Je n’ai pas l’intention de ce que j’ai discuté ici de glorifier la victimisation ou de vilipender les pratiquants bouddhistes actuels en Amérique. Mon intention était de faire les suggestions nécessaires sur la façon dont les changements pourraient être amorcés. Il y a la perception qu’il y a une rupture entre ce que les bouddhistes en Amérique prêchent et ce qu’ils pratiquent. L’une de ces disjonctions perçues tourne autour de la question de la non-inclusion de personnes de couleur dans les événements et les adhésions d’organisations bouddhistes dans ce pays. De toute évidence, si les centres agissent comme si les personnes de couleur étaient des anomalies dans leur enceinte, alors les personnes de couleur le deviendront certainement. Il me semble que changer ces perceptions (et les actions qui les favorisent) devrait être au cœur de ce que sont les bouddhistes authentiques: en un mot, l’ouverture. En d’autres termes, équanimité et compassion envers tous.

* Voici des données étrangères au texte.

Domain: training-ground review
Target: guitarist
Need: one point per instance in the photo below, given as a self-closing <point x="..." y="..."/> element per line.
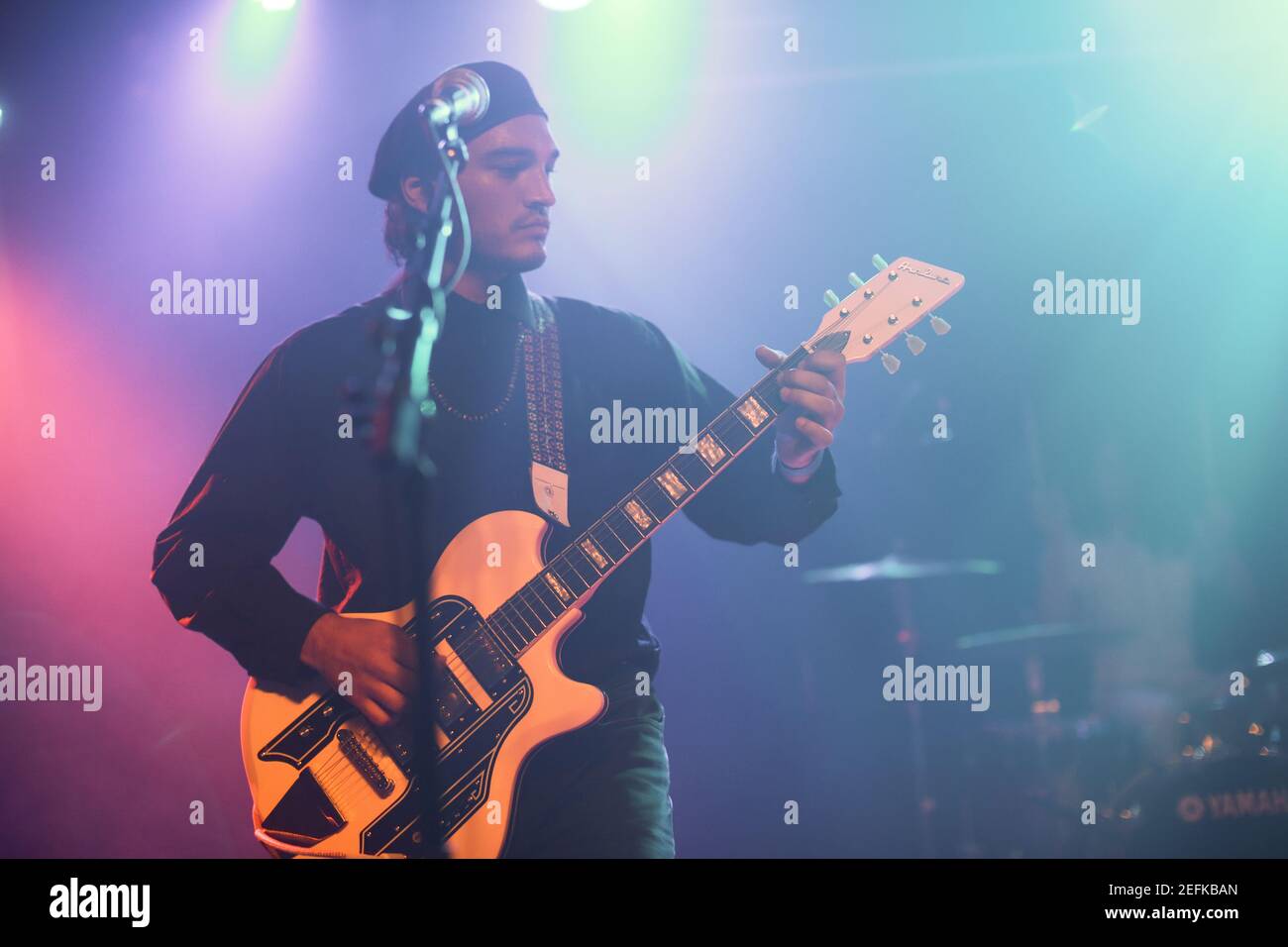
<point x="281" y="455"/>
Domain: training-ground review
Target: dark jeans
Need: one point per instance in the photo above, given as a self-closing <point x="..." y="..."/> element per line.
<point x="601" y="791"/>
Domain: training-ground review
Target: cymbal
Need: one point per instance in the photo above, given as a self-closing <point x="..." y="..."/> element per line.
<point x="898" y="567"/>
<point x="1024" y="633"/>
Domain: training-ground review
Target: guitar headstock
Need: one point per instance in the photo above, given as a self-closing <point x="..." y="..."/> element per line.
<point x="885" y="307"/>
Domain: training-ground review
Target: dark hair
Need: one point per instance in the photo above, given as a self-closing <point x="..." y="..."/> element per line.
<point x="402" y="224"/>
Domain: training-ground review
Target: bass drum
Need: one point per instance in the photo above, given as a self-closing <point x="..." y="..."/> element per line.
<point x="1235" y="806"/>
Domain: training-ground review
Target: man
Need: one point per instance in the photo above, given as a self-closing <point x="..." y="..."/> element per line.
<point x="601" y="789"/>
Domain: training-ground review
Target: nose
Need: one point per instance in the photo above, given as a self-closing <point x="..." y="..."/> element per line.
<point x="545" y="195"/>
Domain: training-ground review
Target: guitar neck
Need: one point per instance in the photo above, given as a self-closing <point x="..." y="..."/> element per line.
<point x="571" y="577"/>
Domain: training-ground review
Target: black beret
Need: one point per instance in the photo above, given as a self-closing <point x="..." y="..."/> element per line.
<point x="403" y="149"/>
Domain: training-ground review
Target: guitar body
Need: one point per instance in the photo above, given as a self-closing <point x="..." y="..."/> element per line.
<point x="326" y="783"/>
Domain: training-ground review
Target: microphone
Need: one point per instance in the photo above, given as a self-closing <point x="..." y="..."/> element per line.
<point x="460" y="97"/>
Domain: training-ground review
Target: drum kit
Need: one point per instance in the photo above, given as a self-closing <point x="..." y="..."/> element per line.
<point x="1065" y="766"/>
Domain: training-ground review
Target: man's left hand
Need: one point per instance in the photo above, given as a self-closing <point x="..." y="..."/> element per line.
<point x="814" y="393"/>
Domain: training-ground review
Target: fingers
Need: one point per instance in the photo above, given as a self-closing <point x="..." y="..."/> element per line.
<point x="769" y="357"/>
<point x="815" y="432"/>
<point x="831" y="365"/>
<point x="809" y="380"/>
<point x="403" y="648"/>
<point x="828" y="411"/>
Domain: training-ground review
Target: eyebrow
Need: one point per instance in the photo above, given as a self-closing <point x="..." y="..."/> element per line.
<point x="513" y="153"/>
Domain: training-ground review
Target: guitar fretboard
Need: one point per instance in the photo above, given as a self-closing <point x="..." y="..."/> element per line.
<point x="610" y="540"/>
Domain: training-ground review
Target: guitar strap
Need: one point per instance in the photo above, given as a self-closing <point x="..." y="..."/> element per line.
<point x="545" y="412"/>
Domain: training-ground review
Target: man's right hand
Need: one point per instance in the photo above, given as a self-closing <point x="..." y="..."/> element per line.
<point x="381" y="659"/>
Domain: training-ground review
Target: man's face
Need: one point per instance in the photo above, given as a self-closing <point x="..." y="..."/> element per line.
<point x="506" y="191"/>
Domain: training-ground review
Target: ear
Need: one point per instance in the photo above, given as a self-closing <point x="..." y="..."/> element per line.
<point x="415" y="195"/>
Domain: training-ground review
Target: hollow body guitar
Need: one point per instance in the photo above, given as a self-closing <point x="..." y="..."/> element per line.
<point x="326" y="783"/>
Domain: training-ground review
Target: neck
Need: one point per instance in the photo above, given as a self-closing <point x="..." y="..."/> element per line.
<point x="475" y="282"/>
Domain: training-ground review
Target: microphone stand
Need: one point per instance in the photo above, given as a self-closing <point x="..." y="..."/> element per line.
<point x="404" y="411"/>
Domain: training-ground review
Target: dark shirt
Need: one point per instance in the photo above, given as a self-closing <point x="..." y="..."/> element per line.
<point x="279" y="457"/>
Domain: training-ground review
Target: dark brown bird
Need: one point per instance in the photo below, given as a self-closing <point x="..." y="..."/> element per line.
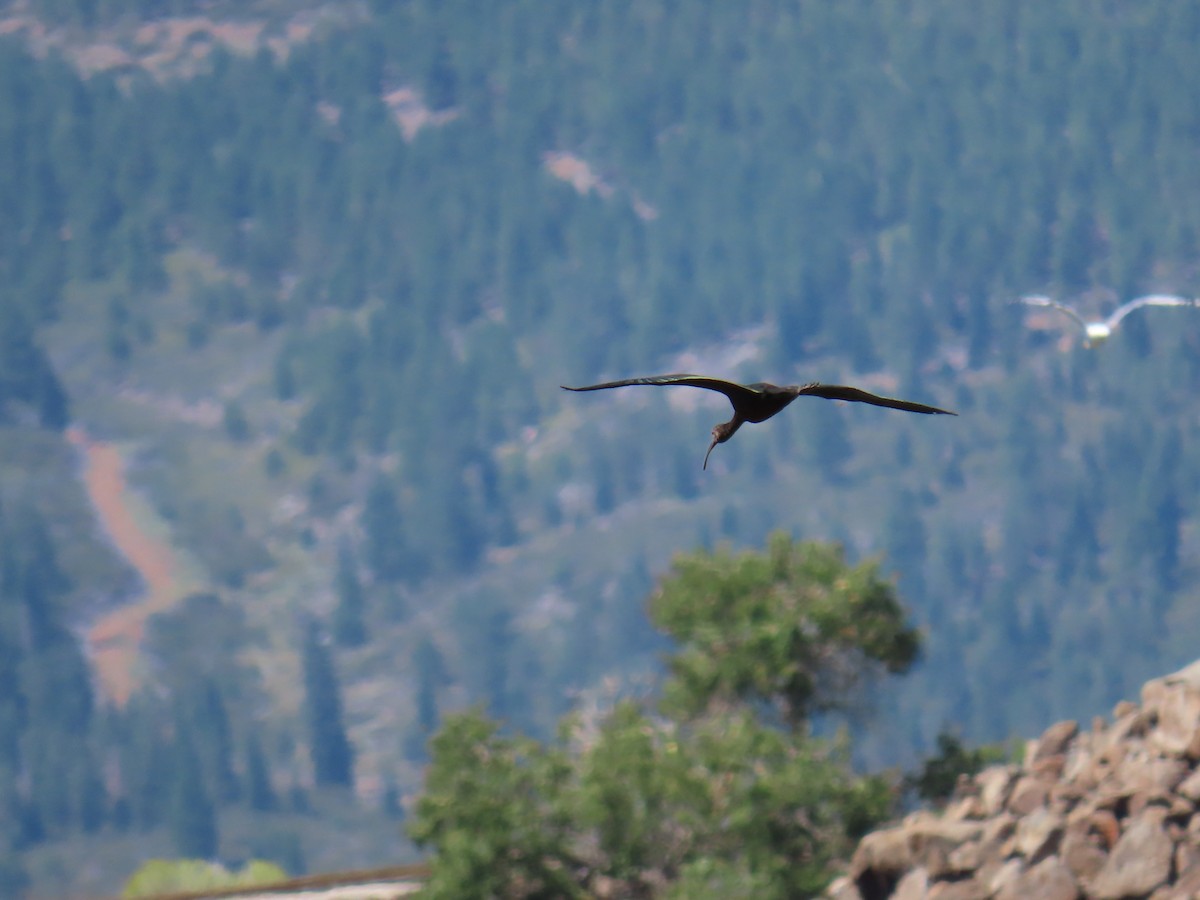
<point x="760" y="401"/>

Tout comme le bouddhisme en Amérique a commencé à subir des transformations pour trouver son identité américaine — ce qui est vraiment une façon de dire « se retrouver » dans cet espace social et géographique — dans la mesure où il a vu émerger ici un nombre disproportionnellement plus grand de femmes enseignantes du dharma, il changera pour le mieux et deviendra plus lui-même lorsque son public global sera plus représentatif de tous les Américains. C’est-à-dire lorsque les différentes formes de bouddhisme sont offertes librement aux Américains de toutes origines raciales et économiques.